In late 1974 the jazz/rock supergroup Chicago released one of the most stunning ballads of that group’s long and storied career. It was a hastily written song by Peter Cetera, added to the Chicago VII album at the last minute.
Cetera, bassist in the original Chicago line up, is often loved or hated by many fans of the band. Cetera was not a jazz musician, and his compositions are regarded as the “schmaltzy” side of Chicago. Indeed, some of his songs are much more commercial-sounding than the free-flowing jazz/blues pieces that the group’s reputation was built upon.
The song came together in the autumn 1973 when the group was in residence at James Guercio’s Caribou Ranch recording studio. The project at hand was the new Chicago LP, which the majority of group members intended to be a jazz concept album. The original song line up left Cetera out of the songwriter loop, which had him concerned. The bassist went to producer Guercio — a fellow bass player — who empathized and agreed to convince the rest of the band to add two Cetera compositions. The second, and final song added to the album was “Wishing You Were Here.”
The late Terry Kath was recruited to sing lead, and Cetera would take the middle eight. To make the song “perfect” in Cetera’s view, he asked three members of the Beach Boys to sing harmony. Carl and Dennis Wilson and Alan Jardine happened to be at Caribou to lay down finishing vocals for some unfinished Beach Boys tracks. The three jumped at the opportunity to add vocals to a Chicago song, especially since their own group was in the midst of a long dry spell on the charts.
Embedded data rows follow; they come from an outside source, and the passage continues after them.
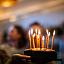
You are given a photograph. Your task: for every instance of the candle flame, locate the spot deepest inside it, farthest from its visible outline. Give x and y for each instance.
(36, 31)
(47, 31)
(49, 34)
(54, 33)
(31, 31)
(39, 32)
(34, 35)
(43, 38)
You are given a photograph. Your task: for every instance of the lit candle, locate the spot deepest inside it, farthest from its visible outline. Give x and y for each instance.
(43, 42)
(33, 41)
(47, 31)
(39, 33)
(31, 31)
(36, 42)
(53, 39)
(29, 40)
(31, 37)
(48, 39)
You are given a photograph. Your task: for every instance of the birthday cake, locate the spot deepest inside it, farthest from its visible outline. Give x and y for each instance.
(41, 55)
(37, 50)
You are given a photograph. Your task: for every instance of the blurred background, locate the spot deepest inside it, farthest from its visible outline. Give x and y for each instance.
(48, 13)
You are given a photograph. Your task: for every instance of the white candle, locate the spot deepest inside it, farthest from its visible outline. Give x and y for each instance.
(43, 42)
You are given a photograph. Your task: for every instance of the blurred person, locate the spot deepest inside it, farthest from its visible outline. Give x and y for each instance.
(17, 36)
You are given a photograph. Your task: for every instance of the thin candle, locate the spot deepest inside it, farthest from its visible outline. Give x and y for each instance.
(53, 39)
(31, 31)
(43, 42)
(29, 40)
(33, 41)
(47, 38)
(36, 38)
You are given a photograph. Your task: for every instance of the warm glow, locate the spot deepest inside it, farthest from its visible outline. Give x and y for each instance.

Cetera claimed he always wanted “to be a Beach Boy,” and for one night in 1973 it happened. The finished track was a masterpiece.
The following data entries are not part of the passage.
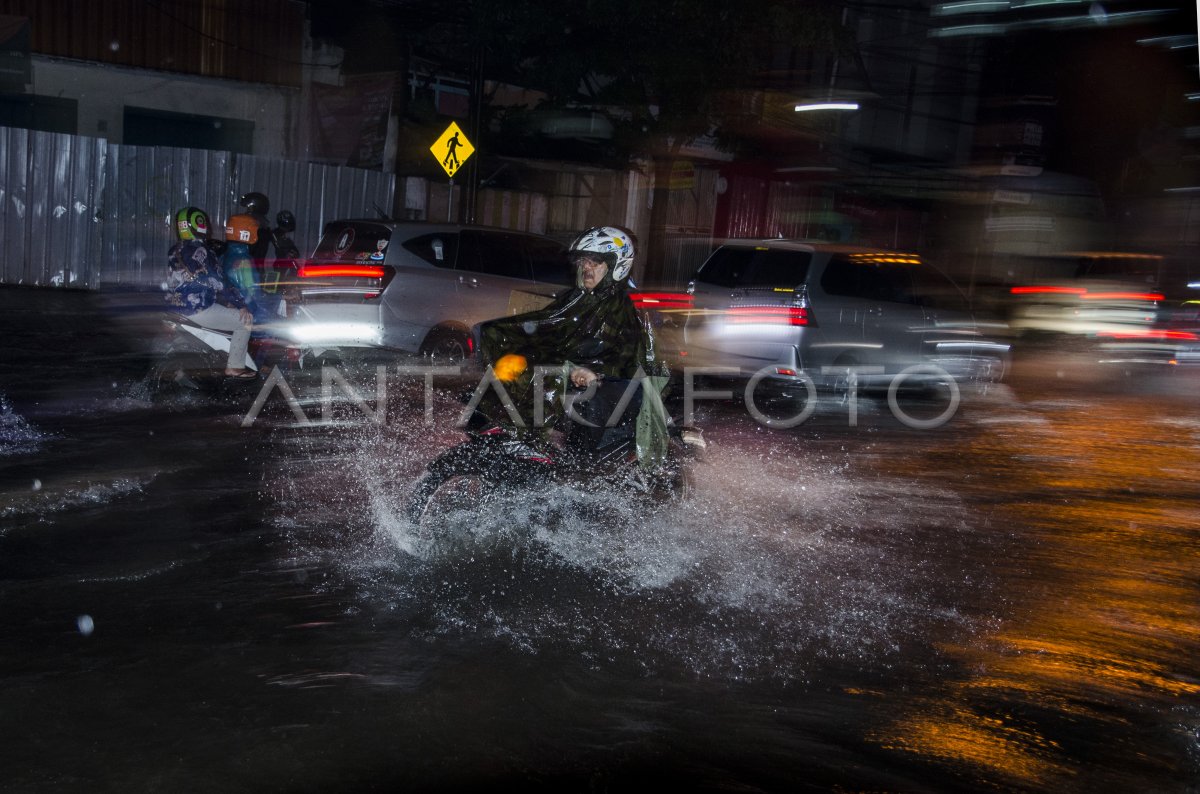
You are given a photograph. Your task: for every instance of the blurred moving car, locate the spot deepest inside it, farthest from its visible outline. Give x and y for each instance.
(420, 287)
(1087, 295)
(786, 308)
(1173, 341)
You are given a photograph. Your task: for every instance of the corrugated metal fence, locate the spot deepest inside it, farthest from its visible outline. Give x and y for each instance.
(83, 212)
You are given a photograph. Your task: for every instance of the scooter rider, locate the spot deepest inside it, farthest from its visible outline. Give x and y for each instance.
(240, 268)
(196, 288)
(257, 205)
(595, 331)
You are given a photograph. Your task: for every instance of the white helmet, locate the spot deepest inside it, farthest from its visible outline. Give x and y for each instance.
(612, 244)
The finished song somehow ties together three disparate types of vocal performance. Kath is strong yet understated and laid back, the Beach Boys segments are silky smooth, and Cetera is almost overly enthusiastic. Yet it all worked. Released in 1974, the song went top ten on the pop charts, peaking at number 9. Today the song receives little airplay, although the melody is instantly recognizable to most adults over age 45.